Gilbert placed his backpack in the cart, then held his hand out for Maria’s. She passed it to him with a “Thank you,” and he put it on top of his backpack with great care. Gilbert pushed the cart. Invisible cicada roared as the cart clattered down the path. Maria giggled.

“What? What is it?” Gilbert asked, familiar with being the object of ridicule.

“Heh, it’s nothing”, Maria said.

“Come on, forreals, what is it?” Gilbert pleaded. He was unable to conceal the anxiety in his voice, which cracked through “is”, rendering it a two-syllable word.

“Your backpack sweat stain looks like the Spiderman logo. It’s kind of cool”.

“Aw, man!” Gilbert huffed, pulling the shoulder of this t-shirt around to see it. “Huh. I guess that is kind of cool.”

“So, San Pedro cactus. I think Mr. Ballinger told us about those in botany. Did you have him last year?” Maria asked.

“Nah, I heard he was alright, but I had Ag instead of botany. I liked it ok. I couldn’t decide between 4H and FFA, and anime club disbanded because Jeff Huerta kept on downloading porno animes, so I didn’t do either, so I could focus on being a mustache farmer” Gilbert explained with a smirk.

“I’d hardly call that a mustache,” Maria said, her words pricking with the barb of truth.

“Man, whatever, by the time summer is over, it’s gonna be muy macho, you gonna see it like DAMN,” Gilbert offered as a rejoinder.

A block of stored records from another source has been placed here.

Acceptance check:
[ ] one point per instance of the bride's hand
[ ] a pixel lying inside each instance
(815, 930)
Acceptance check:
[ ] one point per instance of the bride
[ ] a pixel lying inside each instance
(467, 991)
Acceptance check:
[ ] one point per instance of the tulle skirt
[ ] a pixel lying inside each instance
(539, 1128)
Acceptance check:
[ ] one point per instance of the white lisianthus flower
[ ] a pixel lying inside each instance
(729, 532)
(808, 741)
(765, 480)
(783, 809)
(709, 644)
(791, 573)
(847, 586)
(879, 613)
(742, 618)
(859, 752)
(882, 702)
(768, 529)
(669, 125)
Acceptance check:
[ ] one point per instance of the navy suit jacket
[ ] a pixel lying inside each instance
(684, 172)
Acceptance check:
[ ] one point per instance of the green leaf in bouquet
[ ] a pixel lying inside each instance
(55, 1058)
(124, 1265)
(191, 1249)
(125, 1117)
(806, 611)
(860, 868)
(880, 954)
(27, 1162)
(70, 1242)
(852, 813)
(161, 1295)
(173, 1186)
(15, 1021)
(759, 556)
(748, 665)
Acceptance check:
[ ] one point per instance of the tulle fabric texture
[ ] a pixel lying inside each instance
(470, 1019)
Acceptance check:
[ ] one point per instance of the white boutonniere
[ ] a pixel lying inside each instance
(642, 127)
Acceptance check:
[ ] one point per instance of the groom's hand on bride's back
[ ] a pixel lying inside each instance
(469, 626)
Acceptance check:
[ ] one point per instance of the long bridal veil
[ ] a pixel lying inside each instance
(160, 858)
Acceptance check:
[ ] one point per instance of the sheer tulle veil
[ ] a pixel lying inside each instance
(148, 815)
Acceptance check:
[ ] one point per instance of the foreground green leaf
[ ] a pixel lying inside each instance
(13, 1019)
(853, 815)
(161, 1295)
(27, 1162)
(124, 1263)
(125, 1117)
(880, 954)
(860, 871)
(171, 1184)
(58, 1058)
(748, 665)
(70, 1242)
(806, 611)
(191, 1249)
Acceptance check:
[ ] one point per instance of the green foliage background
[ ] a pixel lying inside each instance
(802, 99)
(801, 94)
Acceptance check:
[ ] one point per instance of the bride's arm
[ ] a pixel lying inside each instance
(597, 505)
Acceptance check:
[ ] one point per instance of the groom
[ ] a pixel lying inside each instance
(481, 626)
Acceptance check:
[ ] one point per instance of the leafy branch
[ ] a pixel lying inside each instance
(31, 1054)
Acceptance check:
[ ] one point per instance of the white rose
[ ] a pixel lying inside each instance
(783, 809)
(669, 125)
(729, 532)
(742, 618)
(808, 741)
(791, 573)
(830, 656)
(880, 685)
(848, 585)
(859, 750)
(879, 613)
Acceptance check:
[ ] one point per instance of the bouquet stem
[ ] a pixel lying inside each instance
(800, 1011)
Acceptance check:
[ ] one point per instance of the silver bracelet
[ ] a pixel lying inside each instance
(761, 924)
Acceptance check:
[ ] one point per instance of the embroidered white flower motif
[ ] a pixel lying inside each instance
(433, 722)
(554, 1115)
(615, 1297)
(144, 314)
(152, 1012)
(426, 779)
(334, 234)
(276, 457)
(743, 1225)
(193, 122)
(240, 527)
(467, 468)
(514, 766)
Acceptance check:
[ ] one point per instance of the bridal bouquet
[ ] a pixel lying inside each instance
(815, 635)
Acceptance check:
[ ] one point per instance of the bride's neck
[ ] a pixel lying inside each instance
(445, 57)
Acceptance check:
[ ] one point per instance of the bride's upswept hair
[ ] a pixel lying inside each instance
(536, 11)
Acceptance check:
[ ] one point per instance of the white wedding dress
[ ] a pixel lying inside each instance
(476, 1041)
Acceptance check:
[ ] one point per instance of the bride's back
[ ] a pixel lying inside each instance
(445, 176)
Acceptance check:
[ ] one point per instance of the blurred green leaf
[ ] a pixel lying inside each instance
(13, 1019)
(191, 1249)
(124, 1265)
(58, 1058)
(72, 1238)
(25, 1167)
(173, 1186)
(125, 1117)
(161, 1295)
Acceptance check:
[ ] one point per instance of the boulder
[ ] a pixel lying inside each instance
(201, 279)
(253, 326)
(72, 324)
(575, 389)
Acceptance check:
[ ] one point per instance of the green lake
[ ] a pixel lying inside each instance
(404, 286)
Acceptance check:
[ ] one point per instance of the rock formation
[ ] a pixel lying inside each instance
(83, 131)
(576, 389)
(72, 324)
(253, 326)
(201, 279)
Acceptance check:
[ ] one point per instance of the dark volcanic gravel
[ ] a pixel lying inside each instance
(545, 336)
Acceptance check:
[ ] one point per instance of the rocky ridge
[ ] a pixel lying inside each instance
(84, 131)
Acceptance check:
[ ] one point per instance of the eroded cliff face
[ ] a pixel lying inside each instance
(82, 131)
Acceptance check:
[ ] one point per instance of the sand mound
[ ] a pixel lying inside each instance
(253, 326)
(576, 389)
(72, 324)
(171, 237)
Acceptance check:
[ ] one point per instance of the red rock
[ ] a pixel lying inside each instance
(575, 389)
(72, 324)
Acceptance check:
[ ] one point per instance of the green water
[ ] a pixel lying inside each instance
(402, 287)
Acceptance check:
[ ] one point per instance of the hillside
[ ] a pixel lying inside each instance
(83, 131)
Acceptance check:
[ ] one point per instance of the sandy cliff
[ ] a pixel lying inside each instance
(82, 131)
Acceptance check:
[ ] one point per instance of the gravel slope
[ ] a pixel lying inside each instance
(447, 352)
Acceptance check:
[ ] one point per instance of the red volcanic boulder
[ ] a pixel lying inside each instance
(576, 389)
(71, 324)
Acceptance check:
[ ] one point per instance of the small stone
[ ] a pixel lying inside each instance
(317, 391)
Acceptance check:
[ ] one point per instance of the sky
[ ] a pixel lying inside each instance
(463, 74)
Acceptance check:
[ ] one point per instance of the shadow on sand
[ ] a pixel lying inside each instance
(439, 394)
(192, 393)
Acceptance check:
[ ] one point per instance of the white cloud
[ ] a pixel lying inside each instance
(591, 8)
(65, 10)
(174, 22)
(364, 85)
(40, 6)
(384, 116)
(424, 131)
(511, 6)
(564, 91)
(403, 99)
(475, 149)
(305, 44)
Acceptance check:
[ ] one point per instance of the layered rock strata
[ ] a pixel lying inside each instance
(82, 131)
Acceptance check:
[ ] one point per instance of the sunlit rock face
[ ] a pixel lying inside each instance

“So this stuff from the cave will help your…quest?”

Gilbert stopped, and the shopping cart rattled and squeaked to a stop with him. “It’s not a quest. It’s a plan. Quests are lame. Quests involve wizards and shit. Please don’t make fun of me.”

“No, I’m not, Gilbert. I’m proud of you. You’ve lost weight, and you’re taking me on a real life adventure to get a psychedelic cactus your grandmother-who is a real-life witch-told you about. It’s kind of awesome, but it’s a bit much to take in.” Maria said.

“It does sound kinda crazy when you put it like that. And awesome. And Abuela’s not a witch, she’s a curandera.” Gilbert resumed pushing, a supermarket Sisyphus.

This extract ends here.